Nigerian Eurobond Yields Climb on Shifting Market Dynamics

DMO Set To Auction N150bn Bond On FG's Behalf

Nigeria’s Eurobond market ended on a soft note, with the average yield rising slightly by three basis points to 7.77%, underscoring weaker investor sentiment against a backdrop of evolving market dynamics.

Nigeria’s disinflation that shifted the real interest rate to 7.38% had fuelled increased demand for Nigeria’s US dollar-denominated bonds in the international market. The country’s borrowing cost is anticipated to decline in reaction to economic reforms and rising investor confidence. Markets anticipate some portfolio adjustments by offshore investors as the U.S. slashed rates on Wednesday.

African Eurobonds traded mixed to bearish after the Federal Reserve delivered its first rate cut of 2025, reducing rates by 25 bps as widely expected, fixed income market analysts said in a note.

The Fed downplayed inflation risks to boost employment. Fed Chair Powell described the move as a “risk management cut,” citing labor market deterioration amid persistent inflation. Policymakers signalled two additional cuts this year, prioritizing economic slowdown concerns over inflation risks.

The decision unfolded amid heightened scrutiny over Fed independence. President Trump’s newly confirmed appointee, Stephen Miran, dissented in favour of a 50 bps cut, while Lisa Cook participated after a court blocked her removal.

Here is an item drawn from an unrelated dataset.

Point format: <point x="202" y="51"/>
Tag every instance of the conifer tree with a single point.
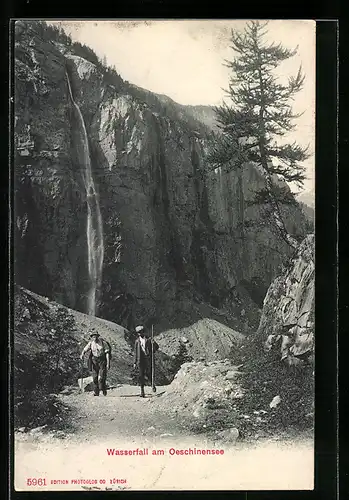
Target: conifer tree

Nigerian Eurobond yields rose 3 bps to 7.77% on average. The market    is likely to be mixed with some profit-taking, as investors had priced in the 25 bps rate cut.

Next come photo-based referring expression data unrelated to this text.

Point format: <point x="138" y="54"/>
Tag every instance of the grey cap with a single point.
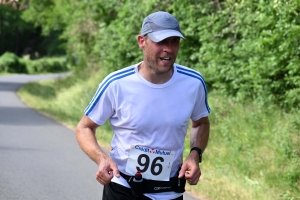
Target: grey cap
<point x="161" y="25"/>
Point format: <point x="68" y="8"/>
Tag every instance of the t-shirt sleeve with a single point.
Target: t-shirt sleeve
<point x="101" y="107"/>
<point x="201" y="108"/>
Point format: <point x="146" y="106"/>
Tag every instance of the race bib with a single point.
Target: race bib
<point x="155" y="164"/>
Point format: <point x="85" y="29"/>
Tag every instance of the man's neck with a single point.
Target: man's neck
<point x="154" y="77"/>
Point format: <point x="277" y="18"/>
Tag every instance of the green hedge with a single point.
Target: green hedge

Yields on U.S. Treasury edge lower after the Fed cut interest rates. The two-year Treasury yield eases 0.7 basis point to 3.537%, the 10-year yield declines 1.2 basis points to 4.063%, while the 30-year yield falls 1.6 basis points to 4.657%, according to Tradeweb data

Oil prices slipped on Wednesday as rising U.S. diesel stockpiles raised demand concerns, while markets awaited the Federal Reserve’s rate decision. Brent crude fell 25 cents, or 0.37%, to $68.22 a barrel, and U.S. WTI dipped 21 cents, or 0.33%, to $64.31.

Gold, meanwhile, surged to a fresh record after the Fed cut rates by 25 basis points and signaled more easing ahead. Spot gold hit $3,707.40 before settling 0.2% lower at $3,681.39.

 U.S. gold futures for December delivery also eased 0.2% to $3,717.80, though sentiment stayed upbeat with bullion holding near all-time highs.

The rate cut, along with projections for two additional 25 bps reductions this year, signals that Fed officials are increasingly downplaying the inflation risks from Trump’s trade policies and shifting focus toward weakening growth and rising unemployment concerns.